Le groupe Carotté sera en spectacle, vendredi, au Bar à Pitons de Chicoutimi et samedi au Lion Bleu d’Alma. De gauche à droite : Manue Lavallée, Étienne Bourré-Denis, Éric Roberge, Simon Lavallée, Gérald Doré et Médé Langlois. ­

Le terroir chanté de Carotté

Un brin revendicateur, mais 100 % enraciné dans la culture agricole du Québec, le groupe punk-trad Carotté s’amène à Saguenay, vendredi soir, pour faire swigner son public au rythme d’une recette dont lui seul a le secret.

Le groupe formé de Manue Lavallée, Étienne Bourré-Denis, Éric Roberge, Simon Lavallée, Gérald Doré et l’inimitable Médé Langlois s’amène au Bar à Pitons dès 21 h 30 pour faire découvrir son tout nouvel album, intitulé Dansons donc un quadrille avant de passer au cash. Samedi, la troupe offrira également une prestation à la microbrasserie Lion Bleu d’Alma.

Style unique

Le groupe, teinté par le caractère unique de Médé Langlois, un agriculteur bien connu de Neuville, à l’ouest de la ville de Québec, s’inspirait déjà du terroir québécois sur son premier album Punklore et Trashdition, paru en 2015. Le deuxième opus de la formation va toutefois un peu plus loin dans cette envie de mêler l’univers traditionnel agricole aux sonorités punk rock qui ont bercé les jeunes années des musiciens.
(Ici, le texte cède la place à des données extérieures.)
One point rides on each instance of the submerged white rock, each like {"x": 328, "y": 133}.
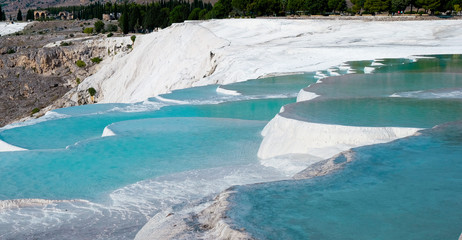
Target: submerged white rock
{"x": 284, "y": 135}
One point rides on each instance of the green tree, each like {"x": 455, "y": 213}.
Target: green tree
{"x": 179, "y": 14}
{"x": 295, "y": 5}
{"x": 376, "y": 6}
{"x": 30, "y": 15}
{"x": 337, "y": 5}
{"x": 134, "y": 18}
{"x": 194, "y": 15}
{"x": 2, "y": 14}
{"x": 399, "y": 5}
{"x": 88, "y": 30}
{"x": 431, "y": 5}
{"x": 457, "y": 8}
{"x": 163, "y": 18}
{"x": 358, "y": 5}
{"x": 19, "y": 16}
{"x": 124, "y": 20}
{"x": 99, "y": 26}
{"x": 203, "y": 14}
{"x": 240, "y": 5}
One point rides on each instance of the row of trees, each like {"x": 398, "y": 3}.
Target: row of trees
{"x": 429, "y": 6}
{"x": 139, "y": 17}
{"x": 136, "y": 17}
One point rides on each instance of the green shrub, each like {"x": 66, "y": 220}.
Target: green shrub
{"x": 111, "y": 28}
{"x": 80, "y": 63}
{"x": 88, "y": 30}
{"x": 92, "y": 91}
{"x": 96, "y": 60}
{"x": 99, "y": 26}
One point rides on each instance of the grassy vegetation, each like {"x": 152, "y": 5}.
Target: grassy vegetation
{"x": 80, "y": 63}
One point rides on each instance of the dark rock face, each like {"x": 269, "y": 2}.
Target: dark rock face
{"x": 19, "y": 96}
{"x": 33, "y": 76}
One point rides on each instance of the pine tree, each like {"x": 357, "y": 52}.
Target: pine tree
{"x": 30, "y": 15}
{"x": 19, "y": 16}
{"x": 2, "y": 14}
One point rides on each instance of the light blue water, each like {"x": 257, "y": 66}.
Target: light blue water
{"x": 59, "y": 133}
{"x": 377, "y": 112}
{"x": 384, "y": 84}
{"x": 183, "y": 144}
{"x": 407, "y": 189}
{"x": 153, "y": 148}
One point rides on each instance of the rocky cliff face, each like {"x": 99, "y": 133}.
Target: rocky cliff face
{"x": 34, "y": 76}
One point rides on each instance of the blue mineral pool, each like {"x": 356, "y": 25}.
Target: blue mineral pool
{"x": 177, "y": 151}
{"x": 406, "y": 189}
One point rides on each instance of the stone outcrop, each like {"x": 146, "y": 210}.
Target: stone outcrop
{"x": 33, "y": 80}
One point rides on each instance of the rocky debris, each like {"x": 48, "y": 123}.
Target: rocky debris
{"x": 34, "y": 77}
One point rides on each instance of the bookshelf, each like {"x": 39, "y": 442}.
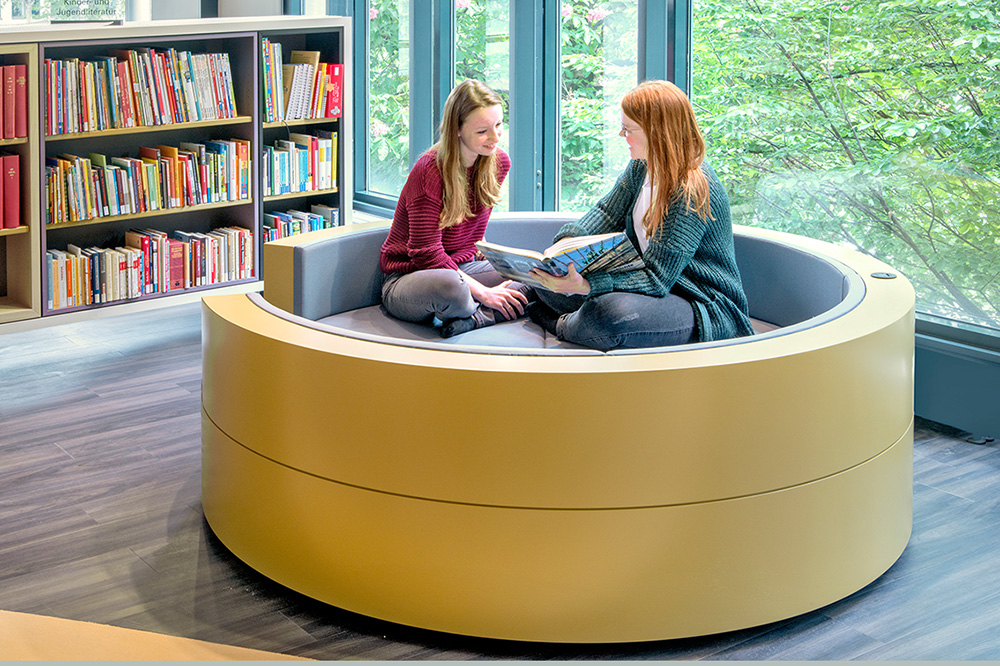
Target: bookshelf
{"x": 55, "y": 160}
{"x": 281, "y": 46}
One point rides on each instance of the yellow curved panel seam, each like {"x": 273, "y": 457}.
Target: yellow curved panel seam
{"x": 545, "y": 508}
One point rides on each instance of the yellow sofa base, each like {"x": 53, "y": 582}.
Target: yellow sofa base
{"x": 604, "y": 498}
{"x": 578, "y": 576}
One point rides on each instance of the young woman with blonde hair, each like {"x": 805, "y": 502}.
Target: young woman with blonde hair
{"x": 672, "y": 206}
{"x": 429, "y": 258}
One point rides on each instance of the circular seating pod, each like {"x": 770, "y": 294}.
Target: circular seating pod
{"x": 557, "y": 494}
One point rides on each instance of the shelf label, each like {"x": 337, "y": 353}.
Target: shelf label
{"x": 88, "y": 10}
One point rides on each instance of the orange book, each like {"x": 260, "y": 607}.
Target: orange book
{"x": 335, "y": 90}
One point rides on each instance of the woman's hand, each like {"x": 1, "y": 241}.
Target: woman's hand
{"x": 571, "y": 283}
{"x": 510, "y": 302}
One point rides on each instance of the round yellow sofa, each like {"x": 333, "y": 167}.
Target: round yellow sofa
{"x": 564, "y": 497}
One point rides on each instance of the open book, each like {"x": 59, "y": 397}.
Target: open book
{"x": 603, "y": 252}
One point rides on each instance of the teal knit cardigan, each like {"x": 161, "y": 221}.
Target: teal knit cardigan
{"x": 689, "y": 256}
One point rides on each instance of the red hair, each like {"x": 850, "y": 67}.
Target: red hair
{"x": 675, "y": 149}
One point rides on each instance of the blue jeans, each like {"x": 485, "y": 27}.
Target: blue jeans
{"x": 436, "y": 292}
{"x": 620, "y": 320}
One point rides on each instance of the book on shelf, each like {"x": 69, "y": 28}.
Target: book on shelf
{"x": 9, "y": 92}
{"x": 137, "y": 87}
{"x": 309, "y": 60}
{"x": 20, "y": 101}
{"x": 10, "y": 196}
{"x": 335, "y": 91}
{"x": 612, "y": 252}
{"x": 329, "y": 213}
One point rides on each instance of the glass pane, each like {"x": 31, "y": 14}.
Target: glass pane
{"x": 599, "y": 65}
{"x": 868, "y": 124}
{"x": 482, "y": 51}
{"x": 388, "y": 95}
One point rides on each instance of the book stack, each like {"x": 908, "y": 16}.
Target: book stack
{"x": 13, "y": 101}
{"x": 301, "y": 163}
{"x": 281, "y": 224}
{"x": 10, "y": 191}
{"x": 149, "y": 262}
{"x": 135, "y": 88}
{"x": 81, "y": 188}
{"x": 274, "y": 99}
{"x": 303, "y": 87}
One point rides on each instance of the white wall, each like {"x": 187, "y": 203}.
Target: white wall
{"x": 250, "y": 7}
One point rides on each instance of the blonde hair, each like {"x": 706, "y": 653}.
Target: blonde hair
{"x": 466, "y": 98}
{"x": 675, "y": 149}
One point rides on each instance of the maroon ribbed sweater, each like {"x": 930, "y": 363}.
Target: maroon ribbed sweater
{"x": 415, "y": 242}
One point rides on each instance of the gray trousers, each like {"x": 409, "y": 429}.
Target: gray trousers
{"x": 619, "y": 320}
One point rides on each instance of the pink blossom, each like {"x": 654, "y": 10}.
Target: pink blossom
{"x": 597, "y": 14}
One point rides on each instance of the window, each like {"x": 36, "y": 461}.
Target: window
{"x": 870, "y": 125}
{"x": 599, "y": 64}
{"x": 388, "y": 96}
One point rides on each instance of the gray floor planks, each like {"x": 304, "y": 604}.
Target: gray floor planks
{"x": 100, "y": 520}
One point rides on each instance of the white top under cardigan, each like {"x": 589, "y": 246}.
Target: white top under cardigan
{"x": 642, "y": 203}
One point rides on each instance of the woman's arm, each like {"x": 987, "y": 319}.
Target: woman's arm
{"x": 668, "y": 254}
{"x": 614, "y": 210}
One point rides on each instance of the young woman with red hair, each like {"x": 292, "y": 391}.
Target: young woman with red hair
{"x": 672, "y": 206}
{"x": 429, "y": 258}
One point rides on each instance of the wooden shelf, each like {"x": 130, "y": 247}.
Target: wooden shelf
{"x": 148, "y": 214}
{"x": 146, "y": 129}
{"x": 10, "y": 310}
{"x": 24, "y": 249}
{"x": 299, "y": 123}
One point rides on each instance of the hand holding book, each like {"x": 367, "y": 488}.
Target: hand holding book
{"x": 570, "y": 283}
{"x": 604, "y": 252}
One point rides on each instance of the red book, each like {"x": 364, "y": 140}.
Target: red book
{"x": 335, "y": 91}
{"x": 11, "y": 190}
{"x": 20, "y": 100}
{"x": 176, "y": 263}
{"x": 8, "y": 101}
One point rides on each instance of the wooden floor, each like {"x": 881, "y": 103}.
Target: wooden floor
{"x": 100, "y": 520}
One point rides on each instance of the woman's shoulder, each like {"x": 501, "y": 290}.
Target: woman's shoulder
{"x": 425, "y": 172}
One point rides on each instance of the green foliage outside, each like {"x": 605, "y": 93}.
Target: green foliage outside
{"x": 870, "y": 124}
{"x": 388, "y": 95}
{"x": 599, "y": 65}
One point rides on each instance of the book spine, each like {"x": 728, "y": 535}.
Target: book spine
{"x": 9, "y": 87}
{"x": 20, "y": 100}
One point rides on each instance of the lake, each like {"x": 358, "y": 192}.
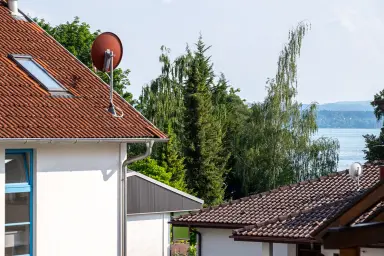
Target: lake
{"x": 351, "y": 143}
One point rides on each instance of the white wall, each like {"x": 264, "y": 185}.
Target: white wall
{"x": 148, "y": 235}
{"x": 216, "y": 242}
{"x": 284, "y": 249}
{"x": 363, "y": 252}
{"x": 328, "y": 252}
{"x": 2, "y": 199}
{"x": 76, "y": 198}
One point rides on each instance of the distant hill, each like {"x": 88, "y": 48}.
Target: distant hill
{"x": 345, "y": 106}
{"x": 346, "y": 114}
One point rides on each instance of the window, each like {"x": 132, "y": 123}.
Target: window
{"x": 18, "y": 202}
{"x": 38, "y": 73}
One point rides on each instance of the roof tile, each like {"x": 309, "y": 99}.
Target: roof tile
{"x": 294, "y": 211}
{"x": 29, "y": 111}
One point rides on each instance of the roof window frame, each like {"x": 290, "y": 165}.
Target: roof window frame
{"x": 14, "y": 58}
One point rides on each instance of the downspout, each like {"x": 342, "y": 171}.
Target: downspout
{"x": 123, "y": 194}
{"x": 199, "y": 245}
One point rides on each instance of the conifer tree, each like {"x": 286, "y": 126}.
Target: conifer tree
{"x": 203, "y": 137}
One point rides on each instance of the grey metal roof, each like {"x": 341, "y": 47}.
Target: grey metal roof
{"x": 146, "y": 195}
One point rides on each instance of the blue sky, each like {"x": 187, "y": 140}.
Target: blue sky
{"x": 342, "y": 56}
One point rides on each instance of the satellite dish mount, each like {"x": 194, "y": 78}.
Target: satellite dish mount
{"x": 108, "y": 65}
{"x": 355, "y": 172}
{"x": 107, "y": 52}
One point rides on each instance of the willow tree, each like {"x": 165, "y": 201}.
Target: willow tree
{"x": 276, "y": 146}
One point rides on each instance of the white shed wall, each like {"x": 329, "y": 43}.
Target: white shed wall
{"x": 363, "y": 252}
{"x": 148, "y": 235}
{"x": 216, "y": 242}
{"x": 328, "y": 252}
{"x": 75, "y": 196}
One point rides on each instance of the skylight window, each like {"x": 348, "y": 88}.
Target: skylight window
{"x": 38, "y": 73}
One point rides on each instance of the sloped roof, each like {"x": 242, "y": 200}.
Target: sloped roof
{"x": 293, "y": 211}
{"x": 304, "y": 224}
{"x": 132, "y": 173}
{"x": 29, "y": 111}
{"x": 370, "y": 214}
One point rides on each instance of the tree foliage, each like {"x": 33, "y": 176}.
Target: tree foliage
{"x": 219, "y": 147}
{"x": 375, "y": 144}
{"x": 203, "y": 147}
{"x": 150, "y": 168}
« Ça parle à 80 % d’agriculture sur notre nouvel album. C’est important de chanter notre terroir. On en parle beaucoup entre nous, en famille, sauf qu’on ne le chante plus beaucoup aujourd’hui. Avant, on chantait les légumes, les boissons qu’on faisait un peu partout. [La musique d’aujourd’hui] parle plus d’amour, de peine, de ci ou de ça... Pour nous, c’était important de revenir chanter notre terroir. On essaie de prendre des ‘reels’, des airs connus de notre coin, puis on fait une nouvelle présentation, une nouvelle recette. Carotté, c’est ça. On parle du terroir d’une manière vraiment poussée », explique Médé Langlois.

Un mélange étonnant

L’étonnant résultat se situe quelque part entre La Bolduc et Sex Pistols, entre La Bottine souriante et Grimskunk. Bref, ça fonctionne très bien. Pour preuve, le premier extrait de l’album, la chanson à répondre Chant de pot, s’inspire de la légalisation du cannabis pour livrer un message.

« C’est une chanson a capella. Il y a juste de la cuillère et de la podorythmie dans le fond. Avec la légalisation, on trouvait ça important d’en parler parce qu’au lieu d’avoir donné la tarte pour produire le cannabis à [une poignée] de compagnies, ils auraient pu en donner à plusieurs centaines de producteurs maraîchers ou laitiers. L’agriculture, c’est tout le temps un peu dur de s’en sortir, et ils auraient pu nous donner toute la gang une portion de la tarte. Redonnons l’agriculture aux agriculteurs », clame Médé Langlois, qui s’est aussi fait connaître pour son opposition au projet d’oléoduc Énergie Est, abandonné en 2017.

« Le punk rock et le folklore, ça va un peu ensemble parce qu’il y a beaucoup de choses à dire qui ne font pas notre affaire dans la société. C’est un reflet de deux styles qui se rejoignent beaucoup », ajoute-t-il.

Festifs

Vendredi et samedi, le groupe sera réuni au complet pour ses deux spectacles, une condition essentielle pour que ce type de musique se perpétue, croit Médé Langlois.

« Des bands festifs, il y en a de moins en moins, et c’est important que ce soit festif ! C’est l’fun d’aller swigner la bacaisse de temps en temps. »

Les billets pour la représentation de vendredi au Bar à Pitons sont en vente au coût de 12 $. Les billets pour le spectacle de samedi à Alma sont en vente en ligne au coût de 15 $ et de 20 $ à la porte.